A line intersects a vertical wall at 40.78° (that is, 49.22° with respect to the normal vector of the wall). The line is contained within a vertical plane perpendicular to the wall such that the aforementioned angle is measured with respect to the plumb line dropped from the point of intersection. The line casts a shadow on the wall that is 68.04° from the plumb line. What is the angle between the line and its shadow?

Homework Equations

I haven't the foggiest. There's got to be a simple expression out there somewhere for this, but I've never encountered it before.

Thank you very much for your help!

added
After talking with a math professor from the College of Wooster this afternoon, I found that a better way to describe this would be in spherical coordinates. So, I guess my question now would be: how does one go about finding the angle between to rays given in polar coordinates?
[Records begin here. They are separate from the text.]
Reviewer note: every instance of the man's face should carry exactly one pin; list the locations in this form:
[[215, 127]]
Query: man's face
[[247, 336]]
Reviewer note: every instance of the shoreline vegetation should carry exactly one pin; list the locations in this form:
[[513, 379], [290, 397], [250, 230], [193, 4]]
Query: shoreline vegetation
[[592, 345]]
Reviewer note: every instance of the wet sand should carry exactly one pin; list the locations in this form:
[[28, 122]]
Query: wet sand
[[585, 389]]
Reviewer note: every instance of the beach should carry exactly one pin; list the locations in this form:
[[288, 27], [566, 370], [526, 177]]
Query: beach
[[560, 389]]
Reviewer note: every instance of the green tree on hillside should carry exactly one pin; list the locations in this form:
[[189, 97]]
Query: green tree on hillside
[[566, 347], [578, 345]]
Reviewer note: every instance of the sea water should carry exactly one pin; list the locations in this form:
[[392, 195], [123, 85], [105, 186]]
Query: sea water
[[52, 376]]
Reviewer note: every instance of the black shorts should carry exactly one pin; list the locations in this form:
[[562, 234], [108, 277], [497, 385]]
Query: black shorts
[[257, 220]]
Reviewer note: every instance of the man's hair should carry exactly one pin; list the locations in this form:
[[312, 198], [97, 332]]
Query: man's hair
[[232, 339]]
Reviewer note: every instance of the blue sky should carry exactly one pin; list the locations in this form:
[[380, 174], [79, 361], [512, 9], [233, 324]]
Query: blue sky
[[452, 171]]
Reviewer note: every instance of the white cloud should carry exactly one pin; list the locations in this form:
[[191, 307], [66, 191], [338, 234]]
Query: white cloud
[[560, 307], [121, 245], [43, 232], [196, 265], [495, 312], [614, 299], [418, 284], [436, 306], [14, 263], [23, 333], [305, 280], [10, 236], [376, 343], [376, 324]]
Taking the normal vector to the wall as (radius, azimuth, zenith)=(1,0,0), the two rays (unit length for simplicity) would be (1, 0°, 49.22°) and (1, 68.04°, 90°).

 

[HallsofIvy]

Personally, I would be inclined to use "vectors" to do this. Setting up a coordinate system so that the z-axis is up the wall is the yz-plane, and the line is in the xz-plane, we have a vector, of length 1, pointing along the line, given by sin(40.78)i+ cos(40.78)k. The shadow, making an ange of 68.04 with the z- axis, would be along the unit vector sin(68.04)j+ cos(68.04)k. Now, you can find the angle between those vectors by using the dot product and the fact that u\cdot v= |u||v|cos(\theta) where \theta is the angle you want to find.